Parents Night
Dives For the Short-End Money

Why Comedy

I went to hear a lecture about comedy and community (by the professor who was my advisor in my junior year of college) on Thursday night. With references to Tip O'Neill and the Three Stooges (de rigueur in any discussion of comedy), Professor Martin started with Aristotle's all-too-brief discussion of comedy in Poetics, of comedy as a

"...representation of inferior people [φαυλοτέρων], not indeed in the full sense of the word bad, but the laughable is a species of the base or ugly. It consits in some blunder or ugliness that does not cause pain or disaster, an obvious example being the comic mask which is ugly [αἰσχρόν] and distorted but not painful." (trans.

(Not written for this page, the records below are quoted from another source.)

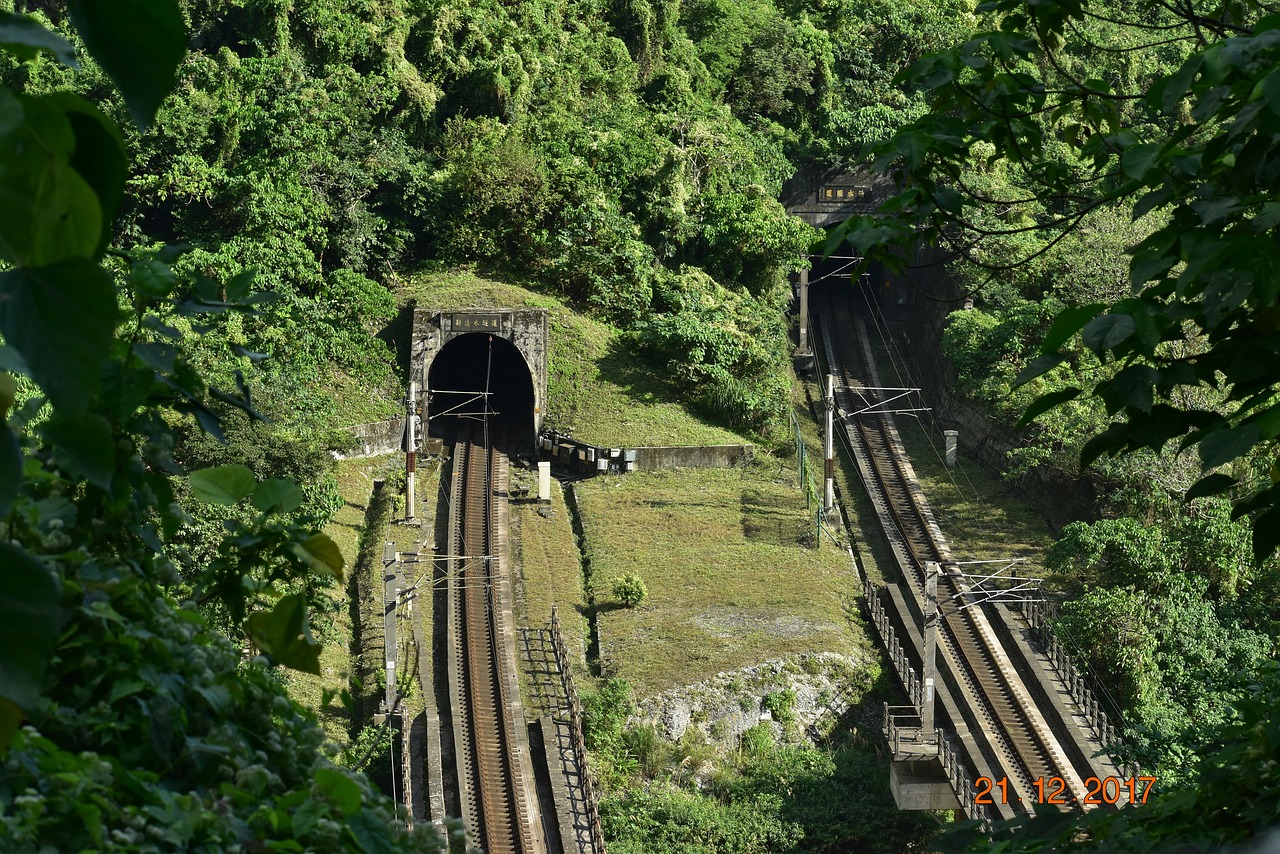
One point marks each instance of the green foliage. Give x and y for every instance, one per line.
x=777, y=799
x=127, y=721
x=781, y=704
x=630, y=589
x=1189, y=142
x=757, y=740
x=1164, y=633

W.H.Fyfe)

The base and the ugly, the downtrodden, the beaten up and beaten down, the "not your night" no success garnerers, the losers and the lost, the get-the-short-end-of-the-stick-in-the-shape-up of life in which one comes very close, and too often meets up, with disaster, pain and catastrophe.

Aristotle is talking about representation (mimesis), rather than of real life, of what makes a comic drama such as one sees in a theater. While the plots of the comedies of Aristophanes are made up (and are often quite fantastical, as Pisthetairos' and Euelpides' search for "Cloudcuckooland"), references to contemporary events and figures (Socrates in Clouds) abound and make understanding the plays' humor beyond the reach of readers who are not willing to look up names, allusions and more. Comedies have, at the least, a foot in the door of reality, in contrast to tragedies, whose plots and characters are drawn from myth.

Aristophanes taught me that there's a lot more to comedy than laughter and "funny stuff." Reading Wasps, Frogs and Birds (which I went on to write a long research paper on), I encountered a tumult of satire; bawdy, scatalogical, obscene humor guaranteed to rile up fellow travelers of the Moral Majority; words for objects, food and everyday items that brought 5th century BCE Athens into clearer focus.

These are some of the reasons that comedy is a genre that, to me, makes more than a lot of sense for writing about life with Charlie in.  The "base," the "ugly," the "inferior": It is not pretty to say it, but these are words that have long been associated with disability and, in particular, with intellectual disabilities; with those who do not speak or have very little and limited language. Polite company today knows better than to talk about a non-verbal person as φαυλότερος or αἰσχρὸς but, of course, that does not mean that people do not, consciously or unconsciously, think these things. If you are curious to uncover ancient attitudes about intellectual disability, comedy is hardly a bad place to start.

In passing, Professor Martin also mentioned Olga M. Freidenberg, a Russian classical philologist. He commented that with quite a bit of political unrest and upheaval occurring all around her in the era of Josef Stalin , she kept at research and writing on classical philological, however much her mother kvetched at what she was doing.

I thought about how someone once asked me what was I doing intellectualizing, or rather over-intellectualizing, Charlie by talking about his communications and limited language and Walter Benjamin. I laughed.




Agreed. I have often thought that if I ever were to write our story, I'd call it Autism: A Comedy In Two Acts.
One for each of the kids:)

Kristina Chew

You said it! I don't know where we'd be without our sense of humor!